4: For Templatizing Deployment Configurations (For PRODUCTION DEPLOYMENTS): There is nothing I love more than when someone else's needs and my skillset meet... EXCEPT (!!!): for when they do so *AND* I have already gone through the trouble of templatizing said solution. The whole idea of computer science is doing the hard stuff once (hopefully with ample comments and a workbook if necessary, but still: do it once, then never again); I subscribe to this ideal wholeheartedly in ideology - if not in actual implementation. So, any time I start noticing majorly useful design patterns (progrommatically, or from a systems administrator's perspective), I try to formalize those solutions into one standardized solution. To be honest, there really isn't way I can stay in the game otherwise; it makes managing on going commitments much easier and better for all, allows me to focus on the solutions (to read: necesary tweaks to accomplish the objectives at hand) and makes me faster overall (which is always good).

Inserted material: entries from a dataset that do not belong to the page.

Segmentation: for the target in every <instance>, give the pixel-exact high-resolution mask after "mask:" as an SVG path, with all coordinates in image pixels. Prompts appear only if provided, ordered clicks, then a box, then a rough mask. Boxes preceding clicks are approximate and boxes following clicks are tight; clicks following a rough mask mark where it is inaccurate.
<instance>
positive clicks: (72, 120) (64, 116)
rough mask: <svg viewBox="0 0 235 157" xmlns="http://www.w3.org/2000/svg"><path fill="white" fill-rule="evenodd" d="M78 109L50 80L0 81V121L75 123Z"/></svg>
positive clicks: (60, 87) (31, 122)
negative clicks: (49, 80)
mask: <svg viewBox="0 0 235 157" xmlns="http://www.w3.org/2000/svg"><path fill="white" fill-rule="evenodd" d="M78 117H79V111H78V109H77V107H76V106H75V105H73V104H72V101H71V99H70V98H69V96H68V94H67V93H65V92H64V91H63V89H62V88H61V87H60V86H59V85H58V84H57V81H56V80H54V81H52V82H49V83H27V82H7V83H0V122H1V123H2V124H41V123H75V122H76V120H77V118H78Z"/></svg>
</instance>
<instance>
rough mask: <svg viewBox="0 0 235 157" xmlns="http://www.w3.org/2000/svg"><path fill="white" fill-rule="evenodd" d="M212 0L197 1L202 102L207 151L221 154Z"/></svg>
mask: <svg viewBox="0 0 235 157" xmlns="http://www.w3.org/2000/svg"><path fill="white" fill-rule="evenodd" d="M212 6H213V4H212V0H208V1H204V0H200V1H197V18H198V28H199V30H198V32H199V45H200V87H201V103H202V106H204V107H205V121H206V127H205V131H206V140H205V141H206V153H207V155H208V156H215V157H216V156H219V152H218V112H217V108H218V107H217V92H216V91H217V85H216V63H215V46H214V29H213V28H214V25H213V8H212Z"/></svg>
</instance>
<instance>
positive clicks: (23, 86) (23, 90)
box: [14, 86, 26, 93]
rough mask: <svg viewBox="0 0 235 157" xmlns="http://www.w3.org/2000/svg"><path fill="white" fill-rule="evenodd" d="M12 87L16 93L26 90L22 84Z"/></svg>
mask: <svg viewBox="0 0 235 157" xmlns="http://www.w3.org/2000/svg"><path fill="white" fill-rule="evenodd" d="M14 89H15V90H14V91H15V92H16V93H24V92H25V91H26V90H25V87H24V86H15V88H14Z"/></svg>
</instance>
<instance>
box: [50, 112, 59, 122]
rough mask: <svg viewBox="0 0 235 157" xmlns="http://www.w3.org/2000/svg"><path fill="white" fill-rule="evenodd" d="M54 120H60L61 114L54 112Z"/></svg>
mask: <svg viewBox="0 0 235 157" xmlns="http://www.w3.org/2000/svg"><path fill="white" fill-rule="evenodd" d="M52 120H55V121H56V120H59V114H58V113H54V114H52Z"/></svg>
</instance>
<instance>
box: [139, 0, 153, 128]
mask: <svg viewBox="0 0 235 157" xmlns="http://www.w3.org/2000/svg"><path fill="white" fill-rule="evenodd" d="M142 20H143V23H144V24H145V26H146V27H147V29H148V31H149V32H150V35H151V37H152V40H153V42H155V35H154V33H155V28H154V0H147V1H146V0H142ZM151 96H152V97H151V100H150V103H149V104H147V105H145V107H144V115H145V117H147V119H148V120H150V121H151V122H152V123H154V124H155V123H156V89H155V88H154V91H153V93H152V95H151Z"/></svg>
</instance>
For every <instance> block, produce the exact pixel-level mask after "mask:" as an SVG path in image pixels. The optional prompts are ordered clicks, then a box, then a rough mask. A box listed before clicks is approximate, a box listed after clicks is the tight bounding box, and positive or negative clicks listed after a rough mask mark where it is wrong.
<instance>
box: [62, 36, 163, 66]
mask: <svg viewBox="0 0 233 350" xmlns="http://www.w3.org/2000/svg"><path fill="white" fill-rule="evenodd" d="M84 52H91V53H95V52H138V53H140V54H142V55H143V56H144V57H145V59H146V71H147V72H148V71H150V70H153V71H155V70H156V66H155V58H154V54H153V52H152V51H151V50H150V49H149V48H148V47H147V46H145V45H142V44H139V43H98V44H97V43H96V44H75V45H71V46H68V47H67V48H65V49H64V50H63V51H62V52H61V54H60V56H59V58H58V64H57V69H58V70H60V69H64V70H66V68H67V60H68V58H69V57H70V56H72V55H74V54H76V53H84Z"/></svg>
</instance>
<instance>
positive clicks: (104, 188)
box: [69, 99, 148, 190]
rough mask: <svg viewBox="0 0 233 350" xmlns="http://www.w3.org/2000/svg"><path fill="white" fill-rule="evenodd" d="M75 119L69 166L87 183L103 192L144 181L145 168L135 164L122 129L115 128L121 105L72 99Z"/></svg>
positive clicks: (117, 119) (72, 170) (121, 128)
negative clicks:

So, to that end, I've recently begun spending a lot of time thinking about the best ways to protect account credentials for all of those standard sysadmin services, hoping to standardize them across my snapshotted images. I haven't fully investigated/researched what I'd like to do (outlined below) but will be making this a project next week (once my current workload is less demanding).
Ideally, what I'd like to do is have a tiny partition of my VPS drive chunked out and encrypted, containing (as a reference to me, for when redeploying a snapshot of said image, either for myself or for a client) a set of boilerplate credentials for that snapshot.... This sounds stupid, but it would go a long way:
1. It would make me totaLLY less reticent to create credentials specifically for that service by virtue of removing the fear that I may forget/lose my creds as generated through any number of best-practices-recommended packages: If I could know that, on any given VPS, there was an encrypted (and therefore, presumably secure) partition, protected by either a key or (as is my preference) a great password phrase that I'm able to remember (I won't go further into my password generation methodology than that, but just know that, having spent a lot of my life cracking passwords, I know that they are actually useful when they are of a certain length AND are also memorable enough to be recalled by the admin), I could store all the user names and passwords generated for services for that server (SQL, CMS, etc. etc. etc.) in a plain basically a plaintext file.
Sure, I know that (even if possible) this isn't ENTIRELLY SECURE, but given the parameters we're talking about (VPS, etc.), it would go SUCH A LONG WAY towards mitigating against possible compromise. Ok. Back to work on csgoisfail.com.